Kamuoyuna da yansıyan itiraflarla, devletten güç alarak bu suçları işleyen faillerin ağzından gerçekler itiraf edildi. Ancak bu suçların üstü örtüldü, cezasız bırakıldı. Bugün yine içeriden benzer bir itirafa tanık oluyoruz. Diğerlerinde olduğu gibi devleti yönetenler ve yargı, yine başını kuma gömüyor.İktidar güçleri suçluları koruyacaklarını gösterir açıklamalar yapıyor. Cumartesi Anneleri ve insan hakları savunucuları olarak, devleti suç örgütü olarak gösteren bu duruma son verilmesini istiyoruz. Organize suç örgütü lideri denilen Peker’in açıklamalarının ihbar kabul edilerek, sözünü ettiği cinayetlere ilişkin soruşturmaların açılması, etkin soruşturmalar yoluyla hakikatin ortaya çıkartılması ve faillerin cezalandırılmasını bekliyor, tüm savcıları göreve çağırıyoruz.'
'26 YILDIR ÖMER SÖĞÜT’ÜN AKIBETİ KARANLIKTA BIRAKILDI'
“26 yıl önce gözaltındayken kaybedilen Ömer Söğüt ile ilgili adalet istemekten vazgeçilmeyeceği” belirtilen şöyle:'47 yaşındaki 8 çocuk babası Ömer Söğüt ve ailesi, Lice’nin Dibek (Derxust) köyünde yaşıyordu. Güvenlik güçleri tarafından köylerinin yakılması nedeniyle göç etmek zorunda kalmışlardı. Ancak Ömer Söğüt, tek geçim kaynakları olan köy civarındaki bağlarına çalışmak üzere gidiyordu. Bu gidiş gelişlerde askerlere rastlarsa darp edilmiş halde eve dönüyordu.
20 Mayıs 1995 sabahı asmaları budamak için eşeği ile birlikte bağa gitti ancak akşam eve dönmedi. Sabah eşine bakmak için bağa giden Meyase Söğüt, onun eşyalarını gördü. Eşek ağaca bağlı haldeydi. Toprakta da bir noktaya kadar devam eden ayak izleri ve o noktadan sonra sürüp giden araç izleri vardı. Etrafa eşini sordu. Civarda binlerce askerin katıldığı askeri bir operasyon yapıldığını, bu askerlerin eşini bahçeden alıp götürdüklerini öğrendi.

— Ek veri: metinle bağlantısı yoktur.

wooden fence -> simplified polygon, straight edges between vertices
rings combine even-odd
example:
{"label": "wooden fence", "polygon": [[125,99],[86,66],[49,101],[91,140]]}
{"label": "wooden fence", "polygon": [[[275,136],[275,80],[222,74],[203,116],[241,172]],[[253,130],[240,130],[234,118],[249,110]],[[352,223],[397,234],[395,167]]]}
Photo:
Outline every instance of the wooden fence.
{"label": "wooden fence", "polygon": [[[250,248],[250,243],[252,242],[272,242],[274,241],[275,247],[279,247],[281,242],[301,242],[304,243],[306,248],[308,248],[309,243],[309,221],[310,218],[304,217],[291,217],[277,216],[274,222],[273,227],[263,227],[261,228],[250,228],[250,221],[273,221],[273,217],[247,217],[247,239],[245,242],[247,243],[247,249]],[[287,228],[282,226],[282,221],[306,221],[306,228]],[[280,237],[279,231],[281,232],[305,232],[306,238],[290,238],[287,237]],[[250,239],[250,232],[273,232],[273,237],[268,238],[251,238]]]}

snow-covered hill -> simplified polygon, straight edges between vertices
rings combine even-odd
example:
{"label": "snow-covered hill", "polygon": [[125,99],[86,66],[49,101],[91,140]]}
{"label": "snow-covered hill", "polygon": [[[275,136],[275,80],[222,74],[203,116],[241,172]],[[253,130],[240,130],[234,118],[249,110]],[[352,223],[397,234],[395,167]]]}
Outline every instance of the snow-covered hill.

Üç gün eşi serbest bırakılır diye bekleyen Meyase Söğüt, bir yandan da onu kendi imkanlarıyla aradı. Jandarma Merkezine gidip ‘eşimi askerler almışlar, ne yapmışlar bize söyleyin’ dedi. Şahabettin ön isimli rütbeli subay ona hakaretler yağdırdı, darp etti. Savcılığa başvurduğunda ise ancak üçüncü dilekçesi kabul edildi. Başvurduğu yetkililere “Eşimi asker almış. Ne olmuşsa devlet biliyor. Ben eşimin topraktaki ayak izlerini takip ettim. Onun ayak izleri Panzerin izlerinin bulunduğu yerde bitiyordu. Sonrasında panzerin izleri devam ediyordu’ dediği için devlete iftira atmakla suçlandı, tehdit edildi.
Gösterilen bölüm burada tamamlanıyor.